Moving from watching to participating as a parent

Photo of my kids (two white boys in t-shirts) in a carnival ride that has a bucket on an arm that spins around

“You aren’t supposed to lead play, just watch,” the parenting expert voice in the back of my head said. So I sat there on the living room floor and watched, keeping my mouth closed, lest I pass judgment on how my kid was playing.

Even though something felt ‘off’ about this statement, I couldn’t help but see it as the culmination of so much parenting advice – and more strikingly, parent shaming.

On one hand, there’s “Children should be supervised” on the playground signs. There’s “Where is their mother?” wherever a stranger thinks your child is “misbehaving” – including a guy smoking pot on the Metro platform who judged my kid as too far away from me. (Really, of all people, dude?) There’s “Weren’t you watching?!” if a child gets hurt at all, even a scrape. There’s “I would never let my child do that” about letting a nine year old go to the park alone.

But on the other hand, there’s “Don’t be a helicopter parent and interfere.” There’s “Your child will be externally motivated instead of internally if you praise them too much.” There’s “If you lead play, they won’t be creative enough.”

When you put them together, it turns into an impossible, endless demand that we shut up and observe. Always present, but only interfering when absolutely necessary. Society sends moms the message society to watch passively, being faintly encouraging and always available. Never fulfilling our own needs, never thinking about anything but our children, but even then only appreciating them from afar. It removes active involvement from both parents and in a way – because they’re always under observation – from children.

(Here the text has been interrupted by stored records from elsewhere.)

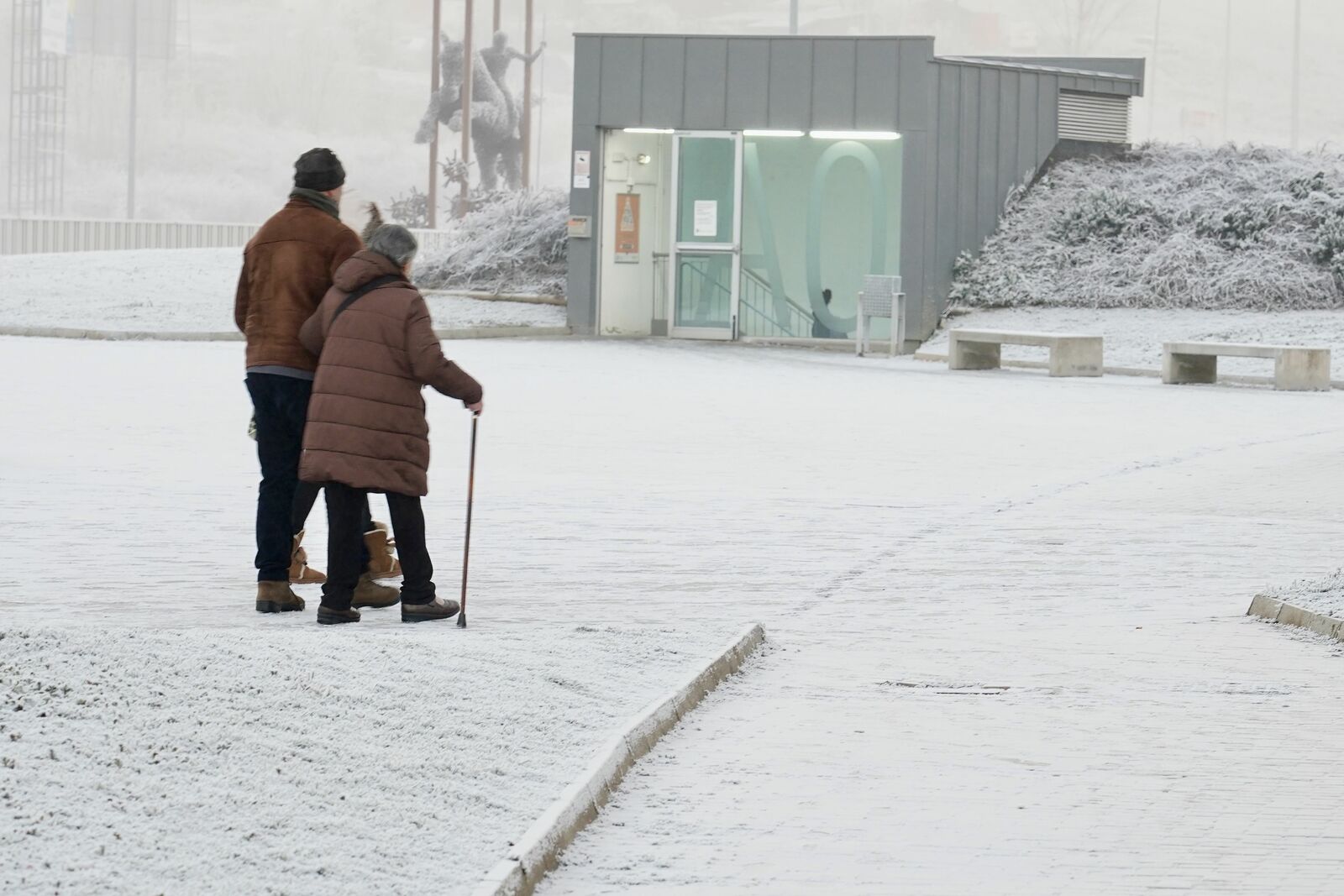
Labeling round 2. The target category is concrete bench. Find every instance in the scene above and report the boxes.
[1163,343,1331,392]
[948,329,1102,376]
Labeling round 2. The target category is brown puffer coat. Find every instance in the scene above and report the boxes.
[298,250,481,495]
[234,199,363,371]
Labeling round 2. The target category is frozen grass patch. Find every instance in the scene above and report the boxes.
[1265,569,1344,619]
[0,623,731,893]
[952,144,1344,312]
[415,190,570,296]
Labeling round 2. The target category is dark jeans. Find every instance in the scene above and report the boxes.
[247,374,374,582]
[323,482,434,610]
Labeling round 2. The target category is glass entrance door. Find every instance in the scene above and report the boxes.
[668,132,742,340]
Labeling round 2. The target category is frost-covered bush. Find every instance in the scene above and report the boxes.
[952,144,1344,311]
[414,190,570,296]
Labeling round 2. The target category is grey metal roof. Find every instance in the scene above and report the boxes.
[934,56,1142,85]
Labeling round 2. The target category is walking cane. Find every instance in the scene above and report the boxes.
[457,414,481,629]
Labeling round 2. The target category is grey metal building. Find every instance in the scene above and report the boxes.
[569,35,1144,341]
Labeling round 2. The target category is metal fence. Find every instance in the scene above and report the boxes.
[0,217,448,255]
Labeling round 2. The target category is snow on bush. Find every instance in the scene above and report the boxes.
[952,144,1344,311]
[415,190,570,296]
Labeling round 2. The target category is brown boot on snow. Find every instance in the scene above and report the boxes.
[289,529,327,584]
[349,572,402,609]
[257,582,304,612]
[365,520,402,579]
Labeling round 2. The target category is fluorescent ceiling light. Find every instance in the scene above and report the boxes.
[811,130,900,139]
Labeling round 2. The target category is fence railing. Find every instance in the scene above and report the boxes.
[0,217,448,255]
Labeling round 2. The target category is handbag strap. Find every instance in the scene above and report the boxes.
[327,274,406,329]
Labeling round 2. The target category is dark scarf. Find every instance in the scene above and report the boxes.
[289,186,340,220]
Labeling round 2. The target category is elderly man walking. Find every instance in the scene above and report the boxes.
[298,224,481,625]
[234,149,396,612]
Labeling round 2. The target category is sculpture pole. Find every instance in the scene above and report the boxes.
[457,0,475,217]
[518,0,533,190]
[428,0,442,230]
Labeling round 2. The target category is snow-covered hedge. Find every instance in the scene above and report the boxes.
[414,190,570,296]
[952,144,1344,311]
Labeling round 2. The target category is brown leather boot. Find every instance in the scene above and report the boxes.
[402,598,459,622]
[289,529,327,584]
[349,572,402,609]
[257,582,304,612]
[365,520,402,579]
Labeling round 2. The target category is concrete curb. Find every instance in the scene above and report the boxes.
[421,289,569,307]
[914,352,1344,390]
[473,625,764,896]
[1246,594,1344,641]
[0,327,570,343]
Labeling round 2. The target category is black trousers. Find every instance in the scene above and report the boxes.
[247,374,374,582]
[323,482,434,610]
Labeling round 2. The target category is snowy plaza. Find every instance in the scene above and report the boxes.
[8,333,1344,893]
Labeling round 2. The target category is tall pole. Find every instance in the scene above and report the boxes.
[126,0,139,220]
[426,0,442,230]
[1223,0,1232,143]
[457,0,475,217]
[518,0,533,190]
[1145,0,1163,139]
[1292,0,1302,149]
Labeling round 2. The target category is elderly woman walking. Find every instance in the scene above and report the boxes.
[298,224,481,625]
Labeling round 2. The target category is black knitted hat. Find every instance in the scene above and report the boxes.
[294,146,345,192]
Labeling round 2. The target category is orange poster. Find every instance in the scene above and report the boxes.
[616,193,640,265]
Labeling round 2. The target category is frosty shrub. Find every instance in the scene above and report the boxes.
[414,190,570,296]
[952,144,1344,311]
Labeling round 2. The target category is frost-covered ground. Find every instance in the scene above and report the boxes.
[0,340,1344,896]
[0,623,727,893]
[919,307,1344,379]
[0,249,564,333]
[1268,569,1344,619]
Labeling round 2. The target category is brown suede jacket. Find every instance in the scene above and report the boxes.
[298,250,481,495]
[234,199,363,371]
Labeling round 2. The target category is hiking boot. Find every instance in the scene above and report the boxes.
[257,582,304,612]
[402,598,459,622]
[365,520,402,579]
[349,572,402,609]
[318,603,359,626]
[289,529,327,584]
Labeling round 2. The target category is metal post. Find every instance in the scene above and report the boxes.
[457,0,475,217]
[516,0,533,190]
[1223,0,1232,143]
[426,0,442,230]
[1290,0,1302,149]
[126,0,139,220]
[1145,0,1163,139]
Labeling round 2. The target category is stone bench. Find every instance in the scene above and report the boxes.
[948,329,1102,376]
[1163,343,1331,392]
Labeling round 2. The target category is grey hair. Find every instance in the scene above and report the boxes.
[368,224,419,267]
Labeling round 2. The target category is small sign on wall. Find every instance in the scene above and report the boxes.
[616,193,640,259]
[695,199,719,238]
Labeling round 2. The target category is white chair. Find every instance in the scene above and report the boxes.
[855,274,906,358]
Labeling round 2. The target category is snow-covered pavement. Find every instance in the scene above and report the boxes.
[0,340,1344,893]
[0,249,564,333]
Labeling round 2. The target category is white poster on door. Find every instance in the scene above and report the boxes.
[695,199,719,238]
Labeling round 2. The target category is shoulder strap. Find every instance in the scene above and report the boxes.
[327,274,406,327]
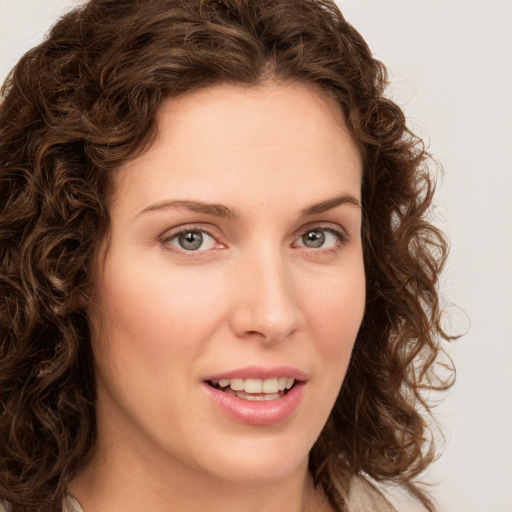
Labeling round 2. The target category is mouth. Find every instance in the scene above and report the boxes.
[206,376,298,402]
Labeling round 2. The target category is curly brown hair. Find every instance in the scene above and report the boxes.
[0,0,453,512]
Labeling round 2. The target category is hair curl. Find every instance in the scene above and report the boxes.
[0,0,452,512]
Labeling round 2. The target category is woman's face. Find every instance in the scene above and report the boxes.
[91,84,365,483]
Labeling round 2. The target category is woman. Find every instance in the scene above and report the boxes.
[0,0,448,512]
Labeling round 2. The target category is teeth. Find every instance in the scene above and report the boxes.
[218,377,295,399]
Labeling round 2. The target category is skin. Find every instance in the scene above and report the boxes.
[70,82,365,512]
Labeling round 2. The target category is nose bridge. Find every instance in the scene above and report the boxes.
[232,245,299,342]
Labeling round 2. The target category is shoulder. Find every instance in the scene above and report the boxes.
[63,495,84,512]
[348,476,398,512]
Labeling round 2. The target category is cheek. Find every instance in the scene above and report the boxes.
[307,265,366,358]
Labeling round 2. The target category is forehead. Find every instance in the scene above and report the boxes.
[113,83,361,216]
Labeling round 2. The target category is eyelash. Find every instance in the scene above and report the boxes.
[160,225,349,258]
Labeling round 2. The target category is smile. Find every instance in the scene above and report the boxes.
[203,367,307,426]
[208,377,295,401]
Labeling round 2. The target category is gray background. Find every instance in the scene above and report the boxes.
[0,0,512,512]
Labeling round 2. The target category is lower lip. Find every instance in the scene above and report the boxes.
[203,382,305,426]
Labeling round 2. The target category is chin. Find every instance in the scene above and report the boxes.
[188,433,311,487]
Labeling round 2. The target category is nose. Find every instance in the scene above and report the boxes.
[230,251,301,344]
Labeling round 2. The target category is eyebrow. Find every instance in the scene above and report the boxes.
[137,194,361,220]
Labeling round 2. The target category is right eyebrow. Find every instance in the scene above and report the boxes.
[137,200,239,219]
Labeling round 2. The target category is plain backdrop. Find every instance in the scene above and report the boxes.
[0,0,512,512]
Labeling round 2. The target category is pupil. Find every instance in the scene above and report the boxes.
[178,231,203,251]
[302,231,325,248]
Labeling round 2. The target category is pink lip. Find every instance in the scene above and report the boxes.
[203,366,307,426]
[203,366,307,382]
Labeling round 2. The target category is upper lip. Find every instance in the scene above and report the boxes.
[203,366,307,382]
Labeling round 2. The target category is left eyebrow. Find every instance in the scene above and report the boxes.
[137,194,361,219]
[300,194,361,217]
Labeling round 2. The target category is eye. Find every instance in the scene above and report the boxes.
[163,229,216,252]
[296,227,346,249]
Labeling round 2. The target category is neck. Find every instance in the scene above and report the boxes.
[69,438,332,512]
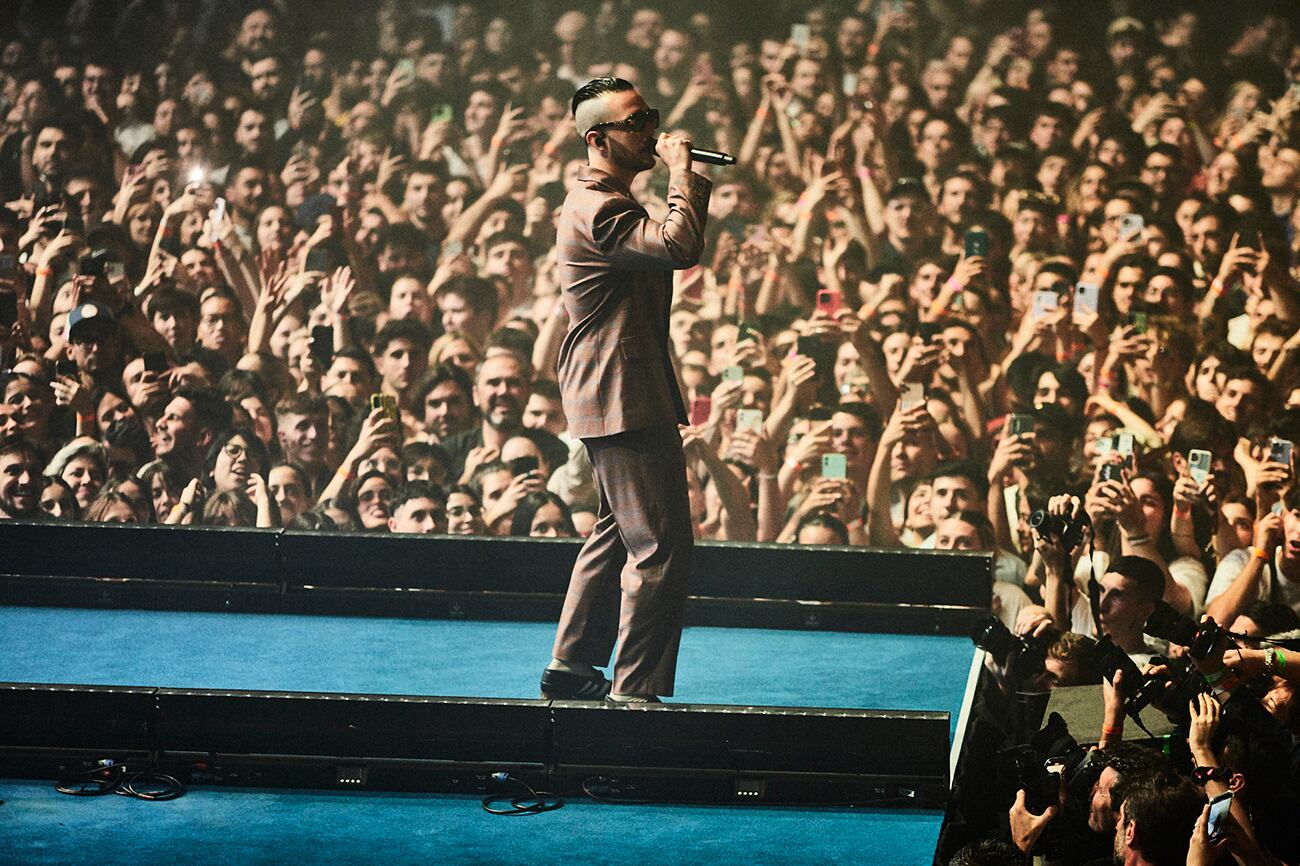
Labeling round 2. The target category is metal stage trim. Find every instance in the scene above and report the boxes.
[0,683,949,809]
[0,521,992,635]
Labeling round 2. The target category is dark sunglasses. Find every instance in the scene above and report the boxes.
[592,108,659,133]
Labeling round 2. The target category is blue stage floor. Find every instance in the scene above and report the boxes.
[0,607,975,724]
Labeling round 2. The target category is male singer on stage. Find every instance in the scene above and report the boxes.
[542,78,712,703]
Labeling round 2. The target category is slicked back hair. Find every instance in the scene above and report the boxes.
[569,75,636,118]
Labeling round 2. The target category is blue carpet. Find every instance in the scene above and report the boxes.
[0,780,943,866]
[0,607,974,726]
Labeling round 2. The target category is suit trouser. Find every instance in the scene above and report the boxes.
[553,426,694,697]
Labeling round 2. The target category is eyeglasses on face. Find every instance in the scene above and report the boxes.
[592,108,659,133]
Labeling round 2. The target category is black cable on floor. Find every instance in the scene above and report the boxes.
[484,772,564,815]
[55,761,185,801]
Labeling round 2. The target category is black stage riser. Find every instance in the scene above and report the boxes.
[0,683,949,807]
[0,521,992,635]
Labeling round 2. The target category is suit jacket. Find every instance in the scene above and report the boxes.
[556,166,712,438]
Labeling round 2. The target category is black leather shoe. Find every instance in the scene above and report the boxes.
[542,671,610,701]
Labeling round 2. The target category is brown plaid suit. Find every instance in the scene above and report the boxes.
[554,166,712,696]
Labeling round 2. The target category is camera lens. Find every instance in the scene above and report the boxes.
[971,616,1023,662]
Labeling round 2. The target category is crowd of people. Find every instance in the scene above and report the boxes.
[0,0,1300,863]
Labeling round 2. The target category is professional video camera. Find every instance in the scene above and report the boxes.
[1002,713,1091,814]
[1030,508,1092,553]
[971,616,1061,677]
[1095,635,1174,719]
[1143,602,1231,662]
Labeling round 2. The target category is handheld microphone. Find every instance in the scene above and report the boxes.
[655,147,736,165]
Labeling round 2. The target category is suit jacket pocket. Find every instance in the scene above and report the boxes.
[619,337,644,364]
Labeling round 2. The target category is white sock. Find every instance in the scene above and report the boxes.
[546,658,599,679]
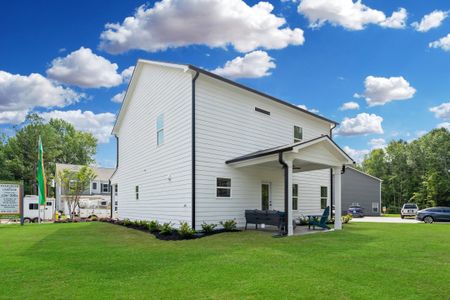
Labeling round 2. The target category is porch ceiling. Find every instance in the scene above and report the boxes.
[226,136,354,173]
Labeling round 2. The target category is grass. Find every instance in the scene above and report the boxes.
[381,214,400,218]
[0,223,450,299]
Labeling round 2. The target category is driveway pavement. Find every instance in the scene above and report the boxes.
[350,217,421,224]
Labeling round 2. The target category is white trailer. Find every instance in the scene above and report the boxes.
[23,195,56,223]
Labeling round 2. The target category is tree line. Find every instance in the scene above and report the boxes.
[358,128,450,213]
[0,113,97,195]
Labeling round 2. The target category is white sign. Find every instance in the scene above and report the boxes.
[0,183,20,215]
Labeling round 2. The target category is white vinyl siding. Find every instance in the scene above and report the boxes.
[196,75,330,227]
[111,64,192,226]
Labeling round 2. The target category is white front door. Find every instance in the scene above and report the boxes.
[261,182,272,210]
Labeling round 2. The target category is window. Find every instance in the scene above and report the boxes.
[294,126,303,143]
[372,202,379,213]
[320,186,328,209]
[216,178,231,198]
[156,115,164,146]
[102,183,109,193]
[255,107,270,116]
[292,184,298,210]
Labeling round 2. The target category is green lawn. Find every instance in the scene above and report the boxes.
[0,223,450,299]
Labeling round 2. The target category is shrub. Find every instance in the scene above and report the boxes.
[159,222,173,235]
[178,222,195,237]
[341,214,352,224]
[137,221,148,229]
[220,220,237,231]
[147,220,161,233]
[202,222,217,233]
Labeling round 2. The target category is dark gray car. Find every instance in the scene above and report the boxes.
[416,207,450,224]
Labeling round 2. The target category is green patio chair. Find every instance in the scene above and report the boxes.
[308,206,330,230]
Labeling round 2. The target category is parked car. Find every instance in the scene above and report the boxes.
[400,203,419,219]
[347,205,364,218]
[416,207,450,224]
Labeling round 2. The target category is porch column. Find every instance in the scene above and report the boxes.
[286,159,294,236]
[333,168,342,230]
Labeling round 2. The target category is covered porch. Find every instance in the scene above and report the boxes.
[226,135,354,235]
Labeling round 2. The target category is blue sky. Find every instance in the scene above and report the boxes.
[0,0,450,166]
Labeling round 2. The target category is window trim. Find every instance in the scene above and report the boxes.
[156,114,165,146]
[216,177,232,199]
[293,125,303,143]
[320,185,328,209]
[292,183,298,211]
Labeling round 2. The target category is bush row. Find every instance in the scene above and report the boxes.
[99,218,238,240]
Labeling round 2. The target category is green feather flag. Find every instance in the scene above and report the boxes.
[37,136,47,204]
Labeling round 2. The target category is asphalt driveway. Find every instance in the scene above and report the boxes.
[351,217,421,224]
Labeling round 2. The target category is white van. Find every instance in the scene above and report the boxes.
[23,195,56,223]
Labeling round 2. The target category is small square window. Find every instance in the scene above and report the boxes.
[216,178,231,198]
[294,126,303,143]
[28,203,39,210]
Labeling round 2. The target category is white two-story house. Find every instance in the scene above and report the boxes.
[111,60,353,235]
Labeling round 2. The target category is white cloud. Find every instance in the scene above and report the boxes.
[437,122,450,131]
[0,110,28,125]
[336,113,383,136]
[212,50,276,79]
[40,109,116,143]
[339,101,359,110]
[411,10,448,32]
[355,76,416,106]
[0,71,82,124]
[344,146,370,163]
[369,138,386,149]
[380,8,408,29]
[297,0,407,30]
[120,66,134,83]
[47,47,129,88]
[100,0,305,54]
[111,91,127,103]
[297,104,319,114]
[428,33,450,51]
[430,102,450,119]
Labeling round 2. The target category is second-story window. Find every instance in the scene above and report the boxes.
[102,183,109,193]
[294,126,303,143]
[156,114,164,146]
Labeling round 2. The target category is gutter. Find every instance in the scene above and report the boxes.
[278,151,289,234]
[330,124,337,219]
[191,71,200,230]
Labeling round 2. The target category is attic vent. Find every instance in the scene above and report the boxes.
[255,107,270,116]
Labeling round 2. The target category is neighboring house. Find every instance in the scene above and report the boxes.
[111,60,354,235]
[342,167,382,216]
[55,164,115,216]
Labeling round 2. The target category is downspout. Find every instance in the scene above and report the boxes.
[278,152,289,234]
[109,135,119,219]
[330,124,336,219]
[191,71,200,229]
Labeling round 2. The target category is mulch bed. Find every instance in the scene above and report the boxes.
[99,219,241,241]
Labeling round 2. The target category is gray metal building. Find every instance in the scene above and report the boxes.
[342,167,382,216]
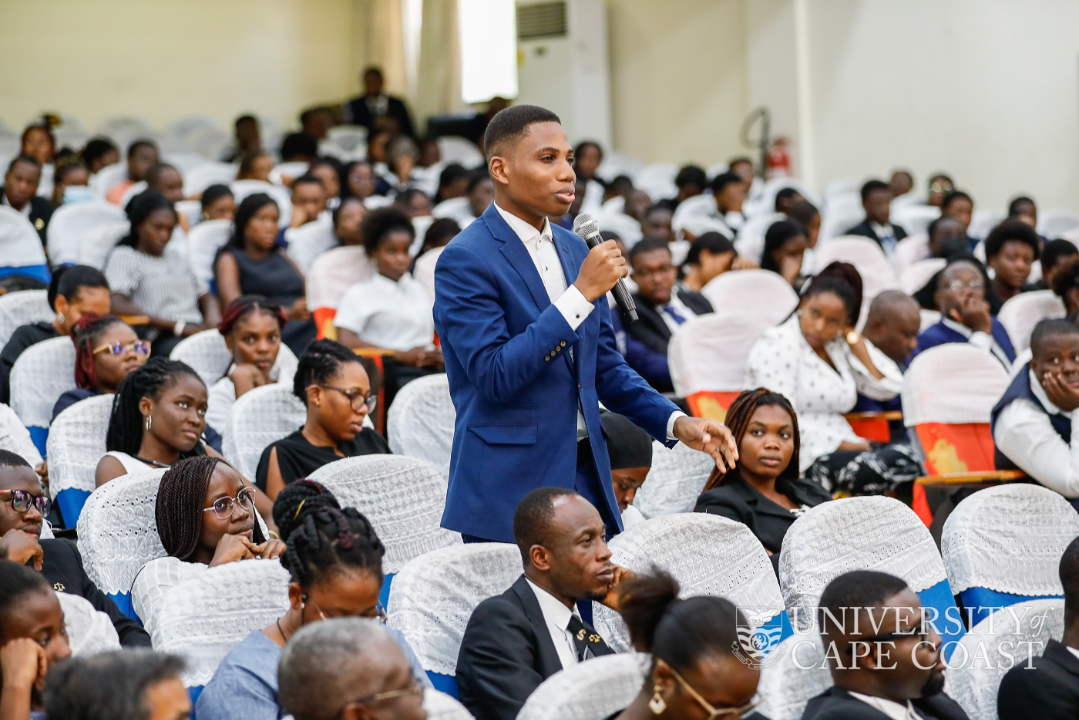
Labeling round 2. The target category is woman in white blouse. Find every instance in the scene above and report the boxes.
[745,262,920,494]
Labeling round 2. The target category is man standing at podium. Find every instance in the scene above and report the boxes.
[435,105,737,543]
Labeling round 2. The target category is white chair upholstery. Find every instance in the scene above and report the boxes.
[151,560,289,688]
[46,201,127,264]
[997,290,1067,353]
[387,543,522,675]
[386,372,456,478]
[11,338,76,427]
[221,383,308,483]
[941,485,1079,597]
[592,513,785,652]
[45,394,114,500]
[633,440,715,517]
[944,599,1064,720]
[517,653,652,720]
[309,454,461,573]
[779,497,946,633]
[700,270,798,325]
[0,290,50,348]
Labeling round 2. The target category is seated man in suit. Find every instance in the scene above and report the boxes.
[802,570,971,720]
[914,259,1015,369]
[989,320,1079,499]
[615,237,712,393]
[847,180,906,257]
[0,450,150,648]
[997,538,1079,720]
[456,488,625,720]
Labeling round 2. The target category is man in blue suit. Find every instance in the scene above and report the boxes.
[435,105,737,543]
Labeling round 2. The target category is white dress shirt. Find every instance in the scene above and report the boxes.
[993,369,1079,498]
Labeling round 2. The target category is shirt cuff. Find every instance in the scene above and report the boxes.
[555,285,596,332]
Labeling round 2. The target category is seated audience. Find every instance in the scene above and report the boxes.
[255,340,390,500]
[0,155,53,245]
[914,258,1015,368]
[610,570,761,720]
[0,450,150,647]
[846,180,906,257]
[991,320,1079,500]
[105,190,218,356]
[745,263,921,494]
[53,315,150,420]
[997,538,1079,720]
[0,264,109,403]
[456,488,625,720]
[44,650,191,720]
[195,480,431,720]
[694,388,832,574]
[278,617,427,720]
[802,570,967,720]
[0,560,71,720]
[214,192,315,355]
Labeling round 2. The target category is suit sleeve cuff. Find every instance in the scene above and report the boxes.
[555,285,595,332]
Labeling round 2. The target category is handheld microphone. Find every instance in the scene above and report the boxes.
[573,213,637,323]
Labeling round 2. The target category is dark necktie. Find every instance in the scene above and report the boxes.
[566,615,612,663]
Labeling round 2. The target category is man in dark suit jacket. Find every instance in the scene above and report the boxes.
[456,488,625,720]
[0,450,150,648]
[847,180,906,255]
[0,155,53,245]
[345,67,415,137]
[619,237,712,393]
[802,570,971,720]
[997,538,1079,720]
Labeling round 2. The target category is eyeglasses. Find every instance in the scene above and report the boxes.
[203,486,258,520]
[318,384,379,412]
[0,490,53,517]
[91,340,150,355]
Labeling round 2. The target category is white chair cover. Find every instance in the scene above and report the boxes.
[779,497,946,633]
[0,290,50,348]
[667,308,771,397]
[944,599,1064,720]
[900,342,1008,427]
[386,372,456,478]
[633,440,715,517]
[45,394,114,499]
[11,338,76,427]
[387,543,522,675]
[592,513,785,652]
[221,383,308,483]
[700,270,798,325]
[78,470,165,595]
[997,290,1067,353]
[151,560,289,688]
[517,653,652,720]
[941,485,1079,596]
[309,454,461,573]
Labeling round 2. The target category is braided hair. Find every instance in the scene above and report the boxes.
[273,480,385,588]
[105,357,202,458]
[154,456,267,561]
[705,388,802,490]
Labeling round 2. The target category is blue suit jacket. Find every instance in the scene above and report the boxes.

Yet, something in the back of my head told me that this was not how it was supposed to be. As a mom who believes both in a degree of safety and the importance of free play, all of the messages made some level of sense individually. But they didn’t add up to anything except unrealistic, often harmful expectations for parents and kids alike.

Having found myself uncomfortable and frustrated by that passivity, I started finding ways to both grant my children and myself more independence.

The first way I found is to join in the play without guiding them, finding ways to participate that respect both of us. When we play, I let them lead and follow along, playing my role out with gusto. I demonstrate what it is like to be a good playmate instead of telling them the right way to play. When my kids color, I pick out a sheet and color right beside them (it’s very meditative). When my kids were younger, I’d roll the play dough out as my kids did. When they’re at the playground, I swing on the swings too or often get talked into playing a game of tag. (First graders never get tired of tag.) When my kid is at track practice, I run the track myself, separate from practice.

My husband and I also increasingly leave the kids alone to play by themselves. Learning to entertain yourself is a valuable skill, even if it’s one my younger son doesn’t like learning. (He’s an extrovert in a family of introverts.) The level of impulsivity and emotional intensity in my household has made play with both kids tough until recently. Thankfully, now they can play together for quite some time without anyone getting hurt or yelled at. The other day, my kids pulled out their play bow and arrow and set up various targets around the yard out of gardening supplies. This time without adults gives them independence and the ability to practice problem solving without direct supervision or guidance.

My husband and I decide what to do on a case by case basis, judging how much the kids need a grounding presence based on mood. We focus on love and connection and meeting everyone’s needs as best as we can instead of the “right” way to do it. As someone with a very weak sense of intuition in relational situations – including parenting – it’s often hard to trust my judgment. I want to fall back on rules and best practices. But the best practice is the best practice for your family. It’s rooted in relationship and mutual respect and trust. It’s the opposite of being passive or being controlling – it’s being actively there, in a way that we’re all supporting each other in love.